I am installing new A5C and was wondering if it would be a good idea to use in-line coax lightning protection between the N5-360 antenna and the A5C? These are cheap enough and if they would help avoid AP loss in the event of lightning strike, that would be worth the few extra dollars they cost.

Just was wondering if there would be any performance issues by using these:

We have never used them, I think the benefit would be if you are using really long runs for your cabling to your radios. Otherwise if it’s only a couple feet then a lightning strike that close wont be blocked by a set of these.

Most antennas will come with their own grounding anyways so their usefulness might only be on long runs that themselves get hit with lightning.

If you decide to use these then I would highly recommend testing to make certain they do not effect performance in any way.

Yes, you are correct.

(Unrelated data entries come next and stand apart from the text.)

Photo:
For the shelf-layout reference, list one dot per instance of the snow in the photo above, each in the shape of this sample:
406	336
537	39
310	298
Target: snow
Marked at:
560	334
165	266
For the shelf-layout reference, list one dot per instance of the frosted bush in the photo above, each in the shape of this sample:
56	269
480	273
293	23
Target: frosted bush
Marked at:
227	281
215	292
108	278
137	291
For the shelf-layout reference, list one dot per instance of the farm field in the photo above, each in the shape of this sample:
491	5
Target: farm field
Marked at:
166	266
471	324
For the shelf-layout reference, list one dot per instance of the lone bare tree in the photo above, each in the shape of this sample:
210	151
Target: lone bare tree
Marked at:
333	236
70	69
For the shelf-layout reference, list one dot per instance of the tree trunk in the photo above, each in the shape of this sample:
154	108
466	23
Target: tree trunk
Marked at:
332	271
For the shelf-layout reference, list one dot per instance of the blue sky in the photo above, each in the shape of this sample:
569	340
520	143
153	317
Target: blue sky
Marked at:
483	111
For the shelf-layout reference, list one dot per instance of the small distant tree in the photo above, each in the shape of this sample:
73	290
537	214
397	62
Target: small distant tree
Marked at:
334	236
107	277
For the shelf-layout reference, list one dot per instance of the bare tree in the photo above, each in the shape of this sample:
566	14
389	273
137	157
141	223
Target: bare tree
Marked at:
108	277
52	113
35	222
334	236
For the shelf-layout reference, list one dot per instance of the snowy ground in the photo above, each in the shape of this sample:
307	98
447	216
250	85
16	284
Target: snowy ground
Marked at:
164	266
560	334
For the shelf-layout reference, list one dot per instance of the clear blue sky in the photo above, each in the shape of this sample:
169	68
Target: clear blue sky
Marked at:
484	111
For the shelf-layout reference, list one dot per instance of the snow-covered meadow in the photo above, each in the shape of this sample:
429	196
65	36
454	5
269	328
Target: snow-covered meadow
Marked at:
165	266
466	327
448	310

The antenna being so close to the AP itself, if it took a direct lightning hit I agree it would not make a difference. As you stated, these are probably used where there is several foot between the antenna and the AP. Back in the old days we took so many lightning hits with our equipment I guess I’m just trying to think of anything that could avoid having to replace equipment every year.

Excellent grounding is our key, we don’t have nearly as bad of storms as other places, nor do we have them as frequently, but they are bad enough and we have pretty unreliable power for where we are in the United States and I have not had a single AP go bad on us on one of our towers in the four years I have been working here and reportedly we have not lost a radio in over 6 years since we implemented our (seemingly fanatical) grounding system on towers.

If it has a grounding lug we ground it to a grounding bar that we run 6 GA (or larger for our taller towers) wire from the grounding field to. Some stuff doesn’t have grounding lugs and we will sometimes figure out ways of grounding it even so. We also run shielded wire to all of our devices and ground the shielding as well. We also annually check our grounding fields to make certain that there are not any bad or damaged connections as well as check to make certain they are still operational.

Hi Kent2 (+ Wm5),

All good suggestions here, and the A5c does have a chasis ground terminal.

As William5 mentioned- Inline polyphasers and gas discharge units on long (lmr-400 type) coax runs might provide extra protection. There is very small insertion loss @ 5GHz.

So my application will be installing an A5C on a metal mast on the top of a 4th floor building. Should I run a #10 copper ground wire from the grounding lug on the back of the A5C to the bottom floor and ground with a copper grounding rod in the ground? Or do I ground the A5C to the metal mast pole, and then ground the mast and run to ground?

@Kent2, I would setup a copper bus bar at the top and ground the antenna, A5c and the mast to it (Or ya, know, just attach the grounding bar to the mast.)

I am not certain of the math, but at least for our ground we frequently have to use +2 grounding rods to get decent ground. Then again, we are borderline dessert dry and our dirt is terrible, so YMMV. Unfortunately our grounding guy is really busy lately and I won’t have a chance to chat with him before I forget about it.

His biggest reference material and something I have seen other people refer to as well is Motorola’s R56 Manual section 4 where it talks about grounding equipment.